Dick shook his head. “That might do in a story book, but even if we weren’t just about ready to drop, we couldn’t do that.”
Glumly, they began the wait for the waves to go down, tightening their belts upon flat and gnawing stomachs. With the ceasing of the storm their hunger became three times as noticeable. Had the dead seal, which had first accompanied them on the floe, still been with them, they might have tackled raw blubber, but the waves had washed the seal into the sea long before.
Though the wind had fallen, the boys found themselves little more comfortable, for the temperature began to fall alarmingly. With the passing of every hour the still air grew colder while the waves quieted under the iron hand of Jack Frost.
The boys chewed ice to cool their thirsting mouths and partially allay the great hunger that was swiftly weakening them. They could not judge the passage of time rationally now, and when Dick awakened from a stupor that had come upon him in spite of all he could do, he found the water around them almost as smooth as glass.

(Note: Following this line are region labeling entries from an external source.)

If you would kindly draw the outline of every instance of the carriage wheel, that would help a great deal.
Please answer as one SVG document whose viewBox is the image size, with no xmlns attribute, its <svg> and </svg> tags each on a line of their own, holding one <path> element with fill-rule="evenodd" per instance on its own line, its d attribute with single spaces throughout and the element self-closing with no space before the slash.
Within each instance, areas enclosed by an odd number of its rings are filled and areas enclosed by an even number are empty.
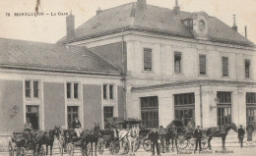
<svg viewBox="0 0 256 156">
<path fill-rule="evenodd" d="M 43 146 L 41 146 L 39 156 L 45 156 L 45 155 L 46 155 L 45 149 Z"/>
<path fill-rule="evenodd" d="M 201 140 L 201 146 L 202 146 L 202 149 L 208 148 L 208 139 L 207 138 L 203 138 L 203 140 Z"/>
<path fill-rule="evenodd" d="M 67 153 L 69 156 L 74 155 L 74 145 L 72 143 L 67 144 Z"/>
<path fill-rule="evenodd" d="M 9 149 L 9 156 L 14 156 L 14 147 L 12 141 L 9 141 L 8 149 Z"/>
<path fill-rule="evenodd" d="M 110 142 L 110 143 L 109 143 L 109 152 L 110 152 L 111 155 L 114 154 L 114 148 L 115 148 L 114 143 L 113 143 L 113 142 Z"/>
<path fill-rule="evenodd" d="M 129 150 L 130 150 L 130 147 L 129 147 L 129 142 L 127 142 L 127 141 L 125 141 L 124 142 L 124 154 L 127 154 L 127 153 L 129 153 Z"/>
<path fill-rule="evenodd" d="M 150 139 L 144 139 L 144 141 L 143 141 L 143 148 L 147 152 L 151 151 L 151 140 Z"/>
<path fill-rule="evenodd" d="M 188 145 L 188 140 L 186 139 L 177 139 L 177 148 L 185 149 Z"/>
<path fill-rule="evenodd" d="M 97 152 L 98 152 L 99 154 L 102 154 L 103 151 L 104 151 L 104 143 L 100 141 L 100 142 L 98 142 L 98 144 L 97 144 Z"/>
</svg>

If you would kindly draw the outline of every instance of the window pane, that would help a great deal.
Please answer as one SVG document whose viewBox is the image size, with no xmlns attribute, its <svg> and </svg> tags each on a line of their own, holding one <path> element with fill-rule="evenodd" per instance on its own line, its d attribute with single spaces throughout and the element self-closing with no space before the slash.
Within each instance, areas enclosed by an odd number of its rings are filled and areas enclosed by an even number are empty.
<svg viewBox="0 0 256 156">
<path fill-rule="evenodd" d="M 39 94 L 39 87 L 38 87 L 38 81 L 33 81 L 33 97 L 38 97 Z"/>
<path fill-rule="evenodd" d="M 199 55 L 200 75 L 206 75 L 206 55 Z"/>
<path fill-rule="evenodd" d="M 181 53 L 175 52 L 174 53 L 174 72 L 176 74 L 181 73 Z"/>
<path fill-rule="evenodd" d="M 144 71 L 152 71 L 152 49 L 144 48 Z"/>
<path fill-rule="evenodd" d="M 103 99 L 106 99 L 106 84 L 103 85 Z"/>
<path fill-rule="evenodd" d="M 109 98 L 114 99 L 114 86 L 109 85 Z"/>
<path fill-rule="evenodd" d="M 71 98 L 71 83 L 67 83 L 67 98 Z"/>
<path fill-rule="evenodd" d="M 78 83 L 74 83 L 74 98 L 78 98 Z"/>
<path fill-rule="evenodd" d="M 31 81 L 30 80 L 26 80 L 25 81 L 25 93 L 26 93 L 26 97 L 31 97 Z"/>
<path fill-rule="evenodd" d="M 223 77 L 228 77 L 228 58 L 223 57 Z"/>
</svg>

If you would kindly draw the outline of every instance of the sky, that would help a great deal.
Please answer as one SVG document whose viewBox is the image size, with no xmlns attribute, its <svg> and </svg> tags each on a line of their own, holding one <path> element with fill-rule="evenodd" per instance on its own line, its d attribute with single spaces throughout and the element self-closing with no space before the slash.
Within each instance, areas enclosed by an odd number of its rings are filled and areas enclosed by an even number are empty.
<svg viewBox="0 0 256 156">
<path fill-rule="evenodd" d="M 15 13 L 34 13 L 36 0 L 0 0 L 0 37 L 55 43 L 66 34 L 66 16 L 75 15 L 78 27 L 94 16 L 96 11 L 116 7 L 137 0 L 40 0 L 39 12 L 48 16 L 14 16 Z M 175 0 L 147 0 L 150 5 L 172 9 Z M 187 12 L 206 12 L 228 26 L 236 15 L 238 32 L 256 43 L 256 0 L 179 0 L 180 9 Z M 10 16 L 8 16 L 8 14 Z"/>
</svg>

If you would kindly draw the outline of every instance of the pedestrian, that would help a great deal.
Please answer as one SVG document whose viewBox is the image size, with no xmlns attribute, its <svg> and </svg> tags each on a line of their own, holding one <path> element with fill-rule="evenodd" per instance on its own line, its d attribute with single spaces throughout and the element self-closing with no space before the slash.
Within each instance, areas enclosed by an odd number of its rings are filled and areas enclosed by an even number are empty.
<svg viewBox="0 0 256 156">
<path fill-rule="evenodd" d="M 194 137 L 196 138 L 196 148 L 194 153 L 197 151 L 197 147 L 199 146 L 199 152 L 202 150 L 201 139 L 202 139 L 202 131 L 200 130 L 200 126 L 197 126 L 197 129 L 194 130 Z"/>
<path fill-rule="evenodd" d="M 244 134 L 245 134 L 245 130 L 242 129 L 242 126 L 240 126 L 240 129 L 238 129 L 238 139 L 241 147 L 243 147 L 242 143 L 243 143 Z"/>
<path fill-rule="evenodd" d="M 246 128 L 246 131 L 247 131 L 247 144 L 252 144 L 252 132 L 254 130 L 254 128 L 251 124 L 251 122 L 248 124 L 247 128 Z"/>
<path fill-rule="evenodd" d="M 157 148 L 158 155 L 160 156 L 160 147 L 159 147 L 159 142 L 160 142 L 160 134 L 157 131 L 157 129 L 154 128 L 153 130 L 149 134 L 149 138 L 152 142 L 152 154 L 153 156 L 155 155 L 155 147 Z"/>
<path fill-rule="evenodd" d="M 82 127 L 82 125 L 81 125 L 80 121 L 78 120 L 78 117 L 75 117 L 75 121 L 73 121 L 73 123 L 72 123 L 72 128 L 76 131 L 78 137 L 80 137 L 80 133 L 82 132 L 81 127 Z"/>
<path fill-rule="evenodd" d="M 165 153 L 165 135 L 166 135 L 166 131 L 163 129 L 162 126 L 160 127 L 160 146 L 162 149 L 162 153 Z"/>
</svg>

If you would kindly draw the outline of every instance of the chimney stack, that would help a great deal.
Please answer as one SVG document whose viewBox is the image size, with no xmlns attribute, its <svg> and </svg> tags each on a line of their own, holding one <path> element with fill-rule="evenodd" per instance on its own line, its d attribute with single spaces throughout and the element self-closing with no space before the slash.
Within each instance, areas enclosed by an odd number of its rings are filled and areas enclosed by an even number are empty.
<svg viewBox="0 0 256 156">
<path fill-rule="evenodd" d="M 75 36 L 75 16 L 70 15 L 66 18 L 66 25 L 67 25 L 67 39 L 70 40 Z"/>
<path fill-rule="evenodd" d="M 180 14 L 180 7 L 178 6 L 178 0 L 175 0 L 175 7 L 173 8 L 173 12 L 175 13 L 175 15 Z"/>
<path fill-rule="evenodd" d="M 137 7 L 141 10 L 147 9 L 147 0 L 137 0 Z"/>
<path fill-rule="evenodd" d="M 247 26 L 244 26 L 244 35 L 245 35 L 245 38 L 247 38 Z"/>
<path fill-rule="evenodd" d="M 101 12 L 102 12 L 102 10 L 100 8 L 98 8 L 96 11 L 96 15 L 100 14 Z"/>
<path fill-rule="evenodd" d="M 237 26 L 236 26 L 236 21 L 235 21 L 235 15 L 233 15 L 233 26 L 232 28 L 237 31 Z"/>
</svg>

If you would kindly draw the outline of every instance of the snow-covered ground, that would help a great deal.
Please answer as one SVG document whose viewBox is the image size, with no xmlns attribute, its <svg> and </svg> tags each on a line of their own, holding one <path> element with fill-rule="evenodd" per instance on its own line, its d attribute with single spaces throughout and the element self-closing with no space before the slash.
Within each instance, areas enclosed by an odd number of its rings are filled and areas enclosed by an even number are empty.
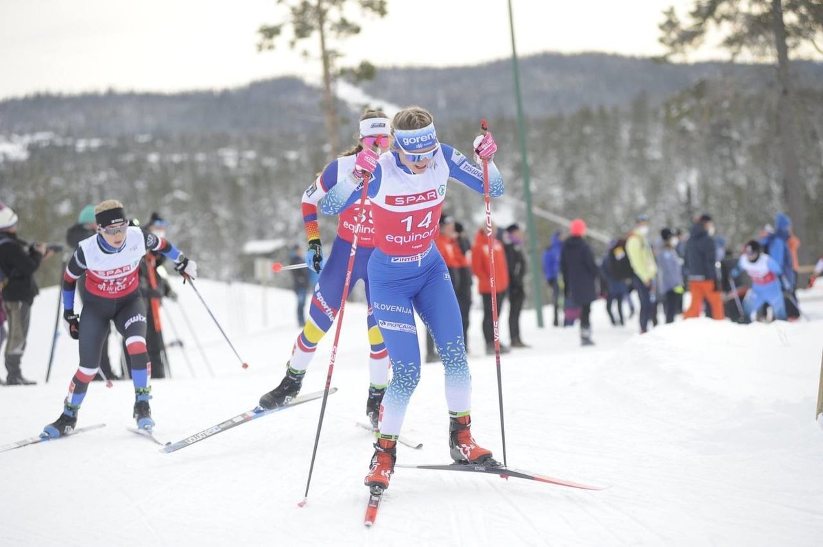
<svg viewBox="0 0 823 547">
<path fill-rule="evenodd" d="M 240 368 L 193 291 L 178 286 L 215 375 L 167 303 L 194 374 L 170 348 L 174 378 L 153 382 L 164 440 L 253 406 L 279 382 L 298 332 L 290 292 L 198 283 L 250 367 Z M 0 445 L 37 434 L 60 412 L 77 345 L 59 336 L 44 383 L 56 295 L 44 290 L 33 311 L 23 372 L 39 384 L 0 387 Z M 351 304 L 305 508 L 319 402 L 164 454 L 126 430 L 130 382 L 95 382 L 78 425 L 107 427 L 0 453 L 0 545 L 820 545 L 823 430 L 813 415 L 823 287 L 800 299 L 811 321 L 695 319 L 642 336 L 636 317 L 614 328 L 598 302 L 597 345 L 586 349 L 576 328 L 539 330 L 525 312 L 532 347 L 502 358 L 508 463 L 608 488 L 398 469 L 371 530 L 362 524 L 371 439 L 355 424 L 368 382 L 365 308 Z M 332 338 L 303 392 L 324 386 Z M 502 458 L 496 367 L 479 353 L 477 314 L 470 344 L 474 437 Z M 448 463 L 442 368 L 423 368 L 404 432 L 424 447 L 400 447 L 398 462 Z"/>
</svg>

Staggering to his feet Dick pulled Sandy to his feet and together they gazed on a phenomenon of the north that was like a miracle in their eyes.
The open water, or lead, between the land and the berg on which they had lodged, was frozen over, and a level walk of thin ice bridged a way to safety.
“Can we walk on it?” Sandy asked in a hoarse, thick voice.
“I don’t know,” Dick replied through blue lips. “I’ll test it.”
Guiding his weakened legs by force of will alone, Dick cautiously approached the edge of the floe and placed one foot down on the ice. He bore his weight, by degrees, on the one foot. The ice cracked a little and gave downward, then as he placed the last of his weight upon the ice, it broke through. Dick saved himself from a cold bath that might, at that time, have meant the finish of him, by falling face downward on the floe and drawing himself back to safety. He would have given up then, had not a heart-rending groan from Sandy aroused in him a new determination. For he could not bear to see his chum lying there, slowly freezing, when there was an ounce of strength left in him.
Into Dick’s numb senses crept an idea. The snowshoes strapped upon their backs! If the ice would not hold weight upon the narrow surface of a boot sole, might it not support them if their weight were distributed upon the broad rim of snowshoes?